こうしたK5におけるクラウド移行やデータ活用のニーズに対応するストレージ基盤を提供しているのがグローバルプレイヤーの1社であるネットアップだ。ネットアップ システム技術本部 の井谷 寛氏は「富士通様の採用するオープンな技術とネットアップの新技術を組み合わせることで、他社のクラウドにはない機能を提供できるようになりました」と説明する。では、K5の新しいリージョンで実現される3つのメリットを見ていこう。

(1)ブロックストレージのオールフラッシュ化 - NetApp SolidFireストレージ

新設されるリージョンでは、安価なスタンダードタイプでも価格は据え置きでオールフラッシュストレージが利用できるようになった。SSDの採用により基盤全体としてのランダムI/Oの性能上限は大幅に向上。データのサイズを問わず、ボリューム複製が数秒で完了して即書き込み可能となるため、オートスケール用途でOS領域を高速に複製をすることができる。また、本番データベースのフルコピーにも利用できるため、数秒前の最新データを分析に利用したり、パッチ適用テストやアプリの動作確認に使うことも可能だ。そして使い終わればすぐに削除できるため課金される利用時間も短くなる。将来的には、ニーズに応じたストレージタイプの変換や性能保証型のストレージの提供も可能となる予定だ。
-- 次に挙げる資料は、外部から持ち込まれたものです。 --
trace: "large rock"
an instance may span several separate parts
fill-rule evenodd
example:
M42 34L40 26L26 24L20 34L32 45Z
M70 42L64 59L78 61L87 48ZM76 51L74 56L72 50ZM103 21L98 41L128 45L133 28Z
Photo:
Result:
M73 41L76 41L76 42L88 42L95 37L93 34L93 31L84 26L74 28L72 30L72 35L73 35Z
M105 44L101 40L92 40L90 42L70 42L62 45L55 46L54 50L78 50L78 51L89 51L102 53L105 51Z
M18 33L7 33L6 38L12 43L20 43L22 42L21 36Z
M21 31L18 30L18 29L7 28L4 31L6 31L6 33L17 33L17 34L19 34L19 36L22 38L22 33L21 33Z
(2)オンプレミスの仮想基盤の移行先 - NetApp ONTAPベースの富士通NRストレージ

クラウド化の波が押し寄せるなか、企業が悩むオンプレミスの仮想基盤の今後について、K5はいくつかの解を用意している。そのひとつが新リージョンで初リリースとなる汎用ベアメタルサービスだ。汎用ベアメタルサービスはIaaS基盤と各種設備を共有しているため、安価に利用可能だ。汎用ベアメタルサービスとVMwareを組み合わせると物理環境も仮想環境もオンプレミスのIPアドレス体系をそのまま持ち込むことができる。データストア領域にはオプションの共有DISKサービスを利用でき、複数のベアメタルサーバからアクセスすることが可能だ。論理バックアップのSnapshotだけではなく、異なるストレージ筐体にデータを複製する機能をポータル画面から設定・スケジュールすることができる。
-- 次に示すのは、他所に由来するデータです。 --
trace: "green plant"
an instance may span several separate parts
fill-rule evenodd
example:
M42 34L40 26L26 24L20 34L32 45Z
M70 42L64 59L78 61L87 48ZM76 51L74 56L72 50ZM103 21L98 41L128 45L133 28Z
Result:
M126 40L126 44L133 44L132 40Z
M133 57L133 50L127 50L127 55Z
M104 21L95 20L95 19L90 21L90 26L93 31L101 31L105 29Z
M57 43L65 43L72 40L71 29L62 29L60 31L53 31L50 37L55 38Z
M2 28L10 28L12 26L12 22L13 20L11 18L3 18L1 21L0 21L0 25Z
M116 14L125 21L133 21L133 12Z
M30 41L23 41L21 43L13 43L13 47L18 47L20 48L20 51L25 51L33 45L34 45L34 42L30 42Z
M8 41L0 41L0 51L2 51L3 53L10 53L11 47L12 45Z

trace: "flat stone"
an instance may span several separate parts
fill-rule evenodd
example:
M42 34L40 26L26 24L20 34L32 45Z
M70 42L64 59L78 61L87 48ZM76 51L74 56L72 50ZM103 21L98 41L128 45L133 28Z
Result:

あわせて、新リージョンではオンプレミスのストレージから簡単にデータ移行する手段も提供する予定だ。富士通NRシリーズを利用中のユーザに対しては、NRシリーズに搭載されたONTAP OSの機能(ONTAP Select)をK5上で提供することが計画されている。これにより既存のNRシリーズに格納されたデータをK5へレプリケーションすることで移行が可能となる。結果としてユーザはハードウェアを買い替えずにクラウドに簡単にシステム移行ができる。

(3)高速になったオブジェクトストレージ - NetApp StorageGRID Webscale ソフトウェア

新リージョンで提供されるオブジェクトストレージにもネットアップのテクノロジーが使われている。コンテナで起動するNetApp StorageGRID Webscaleソフトウェアにより、よりハードウェアに近い層で高速なオブジェクト処理を行えるようになった。ディスクやノードの障害時にもオブジェクト処理性能に影響が出にくいアーキテクチャを採用し、多重障害が発生しても常に一定の性能を出すことができる。また、ハードウェアを選ばずにSDS(Storage-Defined Storage)として動作するため、安価な汎用サーバを利用することも可能だ。

「K5のクラウドサービスでは、こうした当社製品技術の特徴を生かしながら、企業のクラウド移行とデジタル化を支援いただいています」(井谷氏)

基幹系システムのクラウド化とデジタル革新におけるデータ活用に向けて日々進歩を続ける富士通のK5。そのデータサービスを支える基盤としてネットアップストレージも大きく進化している。企業のデジタル革新を後押しするインフラサービスとして両社が今後どのような新サービスを提供するのか、注目しておきたい。